Se podría afirmar que es un fenómeno que incluso va más allá de los libros y se extiende a una forma de relacionarse con la cultura en general. Hay una carga fuerte de prestigio social. Hace poco, a un casamiento de esos que salen en los sociales de los diarios fue invitado un filósofo para disertar sobre el amor. Decir que uno lee o está enterado de algunos temas culturales da prestigio, como si fuera un traje que alguien se pone para asistir a una reunión.
Y también hay una idea muy instalada desde hace varios años en cuanto a requerir del libro, o de la lectura, una función utilitaria casi inmediata: una obra de autoayuda es como una especie de manual para resolver problemas y en el caso de los libros periodísticos y testimoniales la utilidad está en la información.
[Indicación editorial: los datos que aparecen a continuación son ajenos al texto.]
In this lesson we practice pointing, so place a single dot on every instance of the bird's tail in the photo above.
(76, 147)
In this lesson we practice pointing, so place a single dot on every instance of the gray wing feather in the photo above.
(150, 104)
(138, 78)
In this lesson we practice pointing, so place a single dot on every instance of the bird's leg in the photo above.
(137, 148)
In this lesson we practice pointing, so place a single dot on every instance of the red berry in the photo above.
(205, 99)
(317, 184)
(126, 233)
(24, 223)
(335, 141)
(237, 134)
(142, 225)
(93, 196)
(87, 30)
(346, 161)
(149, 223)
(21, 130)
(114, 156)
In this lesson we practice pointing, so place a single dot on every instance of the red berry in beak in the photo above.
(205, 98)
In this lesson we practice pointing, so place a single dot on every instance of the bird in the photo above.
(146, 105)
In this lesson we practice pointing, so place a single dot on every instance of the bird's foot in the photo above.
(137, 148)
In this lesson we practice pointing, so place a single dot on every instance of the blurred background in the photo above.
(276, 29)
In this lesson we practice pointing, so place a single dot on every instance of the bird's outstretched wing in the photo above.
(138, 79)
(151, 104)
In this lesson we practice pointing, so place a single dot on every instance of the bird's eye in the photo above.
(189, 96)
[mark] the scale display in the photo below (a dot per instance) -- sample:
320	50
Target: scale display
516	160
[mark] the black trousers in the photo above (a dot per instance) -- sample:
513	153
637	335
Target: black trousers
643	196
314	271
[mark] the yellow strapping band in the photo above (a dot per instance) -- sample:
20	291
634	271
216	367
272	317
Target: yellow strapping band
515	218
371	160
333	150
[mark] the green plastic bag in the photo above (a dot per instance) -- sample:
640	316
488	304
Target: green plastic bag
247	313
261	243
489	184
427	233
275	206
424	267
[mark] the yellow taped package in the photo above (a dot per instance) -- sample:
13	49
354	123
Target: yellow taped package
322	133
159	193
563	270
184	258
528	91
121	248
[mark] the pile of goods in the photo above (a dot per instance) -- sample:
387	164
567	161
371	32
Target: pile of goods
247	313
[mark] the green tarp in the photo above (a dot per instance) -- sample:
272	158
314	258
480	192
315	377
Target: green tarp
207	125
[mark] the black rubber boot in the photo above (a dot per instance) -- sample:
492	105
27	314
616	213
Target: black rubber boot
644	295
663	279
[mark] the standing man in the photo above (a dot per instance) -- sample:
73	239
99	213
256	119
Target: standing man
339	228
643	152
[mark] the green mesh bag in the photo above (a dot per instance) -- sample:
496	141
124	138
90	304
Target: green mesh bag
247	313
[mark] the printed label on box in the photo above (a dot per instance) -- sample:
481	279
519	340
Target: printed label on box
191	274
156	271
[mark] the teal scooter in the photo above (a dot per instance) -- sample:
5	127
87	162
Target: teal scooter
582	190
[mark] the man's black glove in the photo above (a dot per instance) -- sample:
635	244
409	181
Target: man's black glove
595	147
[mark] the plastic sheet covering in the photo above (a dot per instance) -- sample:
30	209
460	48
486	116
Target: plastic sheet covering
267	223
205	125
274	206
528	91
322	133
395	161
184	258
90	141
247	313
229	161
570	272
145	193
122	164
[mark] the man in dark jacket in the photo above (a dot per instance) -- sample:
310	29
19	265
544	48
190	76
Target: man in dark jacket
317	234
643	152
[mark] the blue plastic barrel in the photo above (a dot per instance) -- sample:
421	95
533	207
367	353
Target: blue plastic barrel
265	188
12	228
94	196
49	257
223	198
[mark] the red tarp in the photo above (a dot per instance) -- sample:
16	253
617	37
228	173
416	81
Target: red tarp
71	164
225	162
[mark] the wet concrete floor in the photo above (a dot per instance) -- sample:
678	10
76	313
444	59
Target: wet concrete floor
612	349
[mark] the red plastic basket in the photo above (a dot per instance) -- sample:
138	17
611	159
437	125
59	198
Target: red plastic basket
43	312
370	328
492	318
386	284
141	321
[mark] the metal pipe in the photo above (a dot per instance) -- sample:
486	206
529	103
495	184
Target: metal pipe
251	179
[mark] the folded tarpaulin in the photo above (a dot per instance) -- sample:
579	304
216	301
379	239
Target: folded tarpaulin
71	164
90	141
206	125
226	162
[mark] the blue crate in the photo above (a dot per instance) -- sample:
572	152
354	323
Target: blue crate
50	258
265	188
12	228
Por supuesto que hay un público reducido que lee ensayo o narrativa, pero lo cierto es que los escritores son más conocidos por lo que escriben en los diarios o por lo que aparecen en la televisión que por sus libros. Lo cómico del asunto es que mucha gente opina sobre tal o cual escritor y muchas veces no lo ha leído. Se trata de una cultura virtual, que también es utilitaria porque tiene implicancias de status.
Es raro, porque los libros más importantes o que marcaron a varias generaciones no se escribieron con esa razón tan utilitaria ni mucho menos. Ni tampoco han sido tratados doctorales. La montaña mágica o Rayuela, con los que se identificaron distintas generaciones, no tenían recetas para resolver problemas y tampoco tenían información periodística. Pero alguna “utilidad” debían tener, porque fueron apropiados por sus lectores, los incorporaron a sus vidas y fueron parte de la expresión cultural de esas épocas.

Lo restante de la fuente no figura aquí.